Before we implemented PowerBroker, each researcher’s workstation was its own little island. Researchers had a separate username and password for each machine, which made for a really bad user experience, not to mention an administrative nightmare. At the time, we had no centralized authentication system in place – everything was standalone. The more our department grew, the more complicated it became to manage and support our users. PowerBroker solved this. –Bryan Hill, Lead System Administrator, UCSD Physics Department Computing
The IT team wanted to leverage the university’s Active Directory infrastructure. They explored open source solutions, which did not have the essential functionality they were looking for.
The IT team needed a solution that they could rely on to authenticate users the first time they logged into a workstation without fail. The solution had to allow IT to create and manage group policies and group access without impacting all users. And with all of the research groups joining the department with several terabytes of stored data brought with them from prior institutions, the solution needed to allow for mapping of custom user IDs from Unix and Linux. The team needed to easily match the previous user IDs that were associated with the auth system that was used at the former institutions. This eliminated the need to start from scratch with new UIDs and changing ownership of several million files, saving time in the process.

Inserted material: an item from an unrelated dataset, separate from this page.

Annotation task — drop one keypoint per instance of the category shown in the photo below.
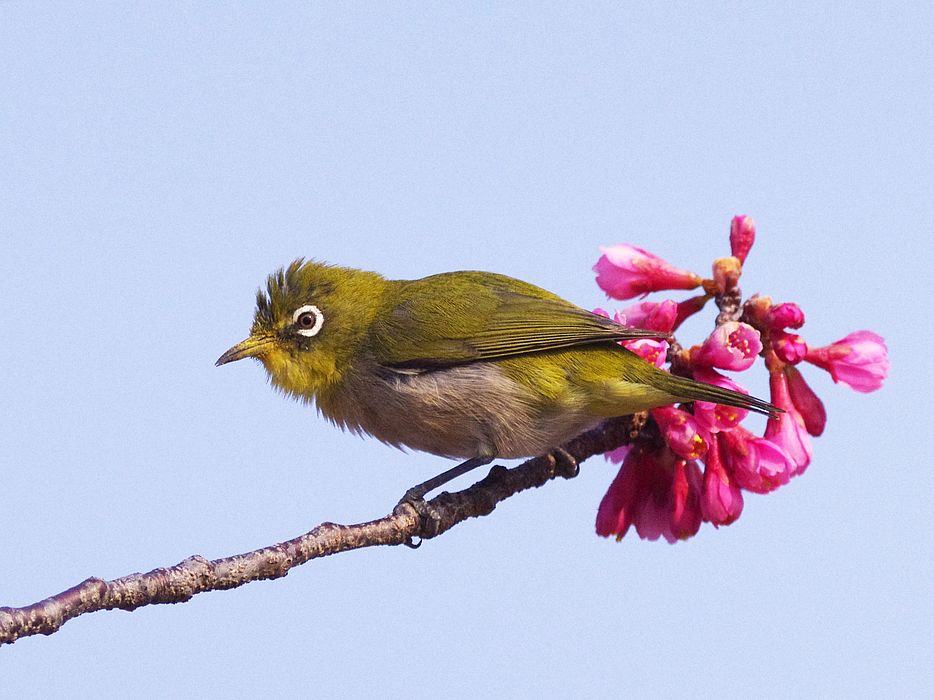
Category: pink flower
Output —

UCSD chose BeyondTrust PowerBroker Identity Services for its rich functionality, scalability and proven performance. In 2011, Bryan set up a pilot project for 12 months with one research group and has since expanded to full production with eight research groups at the university. It has been their de facto standard when a research group needs centralized authentication.
The biggest benefit I’ve seen with PowerBroker is time savings. I can manage multiple groups from one interface versus having to check multiple authentication systems and managing custom, one-off requirements. Having everything in one spot and managing multiple user groups has made things a lot easier. –Bryan Hill, Lead System Administrator, UCSD Physics Department Computing
THE POWERBROKER DIFFERENCE
- Empowers administrators: Provides a single familiar tool set to manage both Windows and Unix systems. Users perform account maintenance and password updates through a single directory administration tool (Active Directory Users and Computers).
- Reduces costs: Leverages existing Active Directory deployments to centrally manage heterogeneous workstations and users.
- Simplifies configurations: Enables one-to-many management of Unix, Linux, and Mac OS X configuration settings.
- Streamlines user management: Enables users to use their Active Directory credentials (Username and Password) to gain access to Unix, Linux and Mac systems, consolidating various password files, NIS and LDAP repositories into Active Directory and removing the need to manage user accounts separately on Mac workstations and server platform.
- Extends Active Directory: PowerBroker Identity Services is the only solution that does not have to modify your Active Directory schema to add Linux, Unix, and Mac OS X systems to your network.